Where to watch: In theaters, limited release (expanding in the weeks ahead)
Annabelle Comes Home
Starring: Mckenna Grace, Madison Iseman, Vera Farmiga, Patrick Wilson
Director: Gary Dauberman
Rating: R
EW’s review: “Annabelle Comes Home is only a little scary, and too religiously dedicated to its own ongoing cash-printing megafranchise for big laughs.
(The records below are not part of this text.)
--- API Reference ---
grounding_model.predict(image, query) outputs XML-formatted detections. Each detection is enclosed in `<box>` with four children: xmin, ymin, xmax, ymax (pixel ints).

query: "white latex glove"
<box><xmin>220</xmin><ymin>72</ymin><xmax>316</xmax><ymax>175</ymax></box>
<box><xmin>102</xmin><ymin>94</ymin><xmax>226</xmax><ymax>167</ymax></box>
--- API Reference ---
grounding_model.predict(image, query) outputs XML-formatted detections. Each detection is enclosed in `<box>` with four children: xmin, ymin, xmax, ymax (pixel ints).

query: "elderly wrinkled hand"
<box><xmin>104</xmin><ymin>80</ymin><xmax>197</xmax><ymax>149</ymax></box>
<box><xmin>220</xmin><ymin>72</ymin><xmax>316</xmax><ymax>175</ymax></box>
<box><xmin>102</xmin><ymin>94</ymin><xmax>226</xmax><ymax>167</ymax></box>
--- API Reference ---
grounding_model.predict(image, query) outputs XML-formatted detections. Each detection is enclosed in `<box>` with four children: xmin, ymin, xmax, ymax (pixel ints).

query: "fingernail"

But the best moments in this low-key domestic horror film have a tossed-off quality, like the whole production cycle was a fun weekend for everybody.” C+
Where to watch: In theaters, wide release
Yesterday
Starring: Himesh Patel, Lily James, Kate McKinnon, Ed Sheeran
Director: Danny Boyle
Rating: PG-13
EW’s review: “I suspect all involved with this movie would declare it a “fairy tale” — the plot is not overly interested in pinning down the nature of its fantasy, and nothing about Jack’s rockstar lifestyle would offend the churchy elders who once viewed rock so suspiciously. But fairy tales edge toward strangeness, and the sanded edges of Yesterday ultimately feel more like a flashy commercial — one of those recent music documentaries commissioned by the people on screen, propaganda with feels. The music’s good, duh, and it’ll be just as good when your local high school performs Yesterday. Which lucky kid gets to play Ed Sheeran?” B+
Where to watch: In theaters, wide release
Aladdin
Starring: Will Smith, Mena Massoud, Naomi Scott, Nasim Pedrad
Director: Guy Ritchie
Rating: PG
EW’s review: “The new Aladdin is hardly the folly that the advance bad buzz prepared us for. The candy-colored costumes and production design are stunning, Alan Menken’s songs are as infectious as ever, the dance numbers have an electric Bollywood flair, and some of the bazaar chase sequences have a Young Indiana Jones sense of rollicking, Rube Goldberg fun. But mostly it all feels too dutiful, too familiar. This is where we are in 2019. The ever-quickening half-life of pop culture has gotten so short that we’ve now officially entered the era of diminishing returns. It’s the new normal. What’s old is new again — but not quite as good as you remembered it. Aladdin is…fine, but it has no real reason for being beyond, you know, capitalism. A whole new world, it’s not.” C+
Where to watch: In theaters, wide release
The Last Black Man In San Francisco
Starring: Jimmie Fails, Jonathan Majors, Danny Glover, Tichina Arnold, Rob Morgan, Mike Epps, Finn Wittrock, Thora Birch
Director: Joe Talbot
Rating: R
**EW’s review:**“There are friends and family (including Danny Glover and Tichina Arnold), and non-friendlys too (like Finn Wittrock’s unctuous real estate agent), all shot so gorgeously by cinematographer Adam Newport-Berra that nearly every frame could be paused, printed, and hung on a wall. But it’s not a movie for admiring in freeze frame; it’s the kind you fall into with your whole heart and emerge from feeling, for two hours at least, what it is to fully be transported by the magic of film.” A
Where to watch: In theaters, limited release
Ophelia
Starring: Daisy Ridley, Naomi Watts, Clive Owen
Director: Claire McCarthy
Rating: PG-13
EW’s interview with Watts: “That’s often how women have been portrayed in storytelling — as the damsel in the distress. If their mind is powerful, it must be madness. And now there’s this shift that’s taking place, and that’s reflected in this storytelling.”